Monday, May 16, 2011

The Law and The Nine

In Chief Justice John Roberts’ confirmation hearings, during his introductory speech, he made this analogy:
Judges and justices are servants of the law, not the other way around. Judges are like umpires. Umpires don’t make the rules; they apply them. 

The role of an umpire and a judge is critical. They make sure everybody plays by the rules. 

But it is a limited role. Nobody ever went to a ball game to see the umpire.
I’m about finished with The Nine, Inside the Secret World of the Supreme Court, by Jeffrey Toobin. The above quote was in a recent chapter, and I perked up and thought, “Yes, that’s what I think.” But the author is less positive. He says, basically, Roberts is naïve and wrong, because justices clearly do make law.

A book like this is quick to become a bit dated and become merely a historical viewpoint; it was published in 2007, so Sotomayor and Kagen are missing. Still, it has some good inside information. One interesting thing about this book is the fairly obvious self-view of the author as just a historian, just a reporter, without bias. Yet to a conservative, while much of what he says in The Nine is historically accurate, his bias is evident.

Of all the justices he talks about, he spends the most time on Justice Sandra Day O’Connor, covering her thought processes pretty thoroughly, and clearly admiring her special skill of finding the middle ground, her "brilliant" ability to avoid coming down on either one side or the other. He is disdainful (and quotes O’Connor as disdainful) of Scalia for being such a doctrinaire originalist. There is clearly a roll of the eyes at anyone who would consider the law to be, not a living whatever-we-say-it-is amorphous mass, but rather a written, solid, steady, unchanging expectation. As if that were so outré, so neanderthal--even though it's the basis of lawful order in the formula for civilization.

The very purpose of writing a law is to make it solid and unchanging (unless one goes through an actual process to change it). I have a friend who taught Constitutional Law and we were once discussing some chain of thought followed by the court, and I said, “But it doesn’t mean that; anybody who reads the Constitution knows it means…” (whatever the particular topic was). And he agreed and added, “It takes years of study and education to make it possible to come up with an idea that wrong.”

He also told me that, in order to be accredited, a Constitutional Law class is expected to teach case law, stare decisis (respecting precedents established by prior decisions). A law school can lose its accreditation for teaching that the Roe v. Wade decision is not the settled law of the land, even though there is a widespread view (even among pro-abortion justices) that the decision was seriously flawed in its reasoning. It is typical, even standard, for a Constitutional Law class to not even require reading of the actual Constitution, nor to look at the intended meaning of the founders known through their contemporaneous writings.

It seems to me, if the law is simply what a majority of unelected black-robed individuals say it is, that is oligarchy, a tyranny, even when a benevolent one. And I reject that, since it is not what I pledge allegiance to, nor what my flag represents.
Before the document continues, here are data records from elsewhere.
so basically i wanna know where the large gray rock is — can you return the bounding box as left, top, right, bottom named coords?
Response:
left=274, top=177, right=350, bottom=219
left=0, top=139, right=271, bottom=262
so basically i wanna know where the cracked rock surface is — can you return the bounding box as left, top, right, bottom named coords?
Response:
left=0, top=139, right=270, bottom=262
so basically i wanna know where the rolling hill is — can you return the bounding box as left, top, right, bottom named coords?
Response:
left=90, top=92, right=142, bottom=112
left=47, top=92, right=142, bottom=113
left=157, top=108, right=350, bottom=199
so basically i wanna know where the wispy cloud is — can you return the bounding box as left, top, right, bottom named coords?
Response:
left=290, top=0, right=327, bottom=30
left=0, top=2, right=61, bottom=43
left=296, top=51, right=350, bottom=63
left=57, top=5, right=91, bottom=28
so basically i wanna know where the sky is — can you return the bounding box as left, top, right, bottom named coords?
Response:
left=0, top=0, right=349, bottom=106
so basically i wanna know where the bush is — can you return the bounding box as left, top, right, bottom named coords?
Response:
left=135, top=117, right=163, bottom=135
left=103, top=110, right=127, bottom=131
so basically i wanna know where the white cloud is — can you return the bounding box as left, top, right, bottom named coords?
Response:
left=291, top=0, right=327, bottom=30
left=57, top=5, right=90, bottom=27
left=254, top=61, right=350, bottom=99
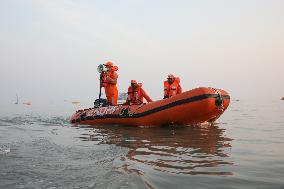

So the question I have is, what do we do to reject erroneous court decisions? Lincoln suggested simply considering the bad decision to apply to the single case only, and have all future judgments relate to the written law. Great idea! But how do we, as a people, go about ignoring bad court decisions? Unless enough of us stand together. How do we do that? I’m still thinking about it. I’m open to nonviolent suggestions.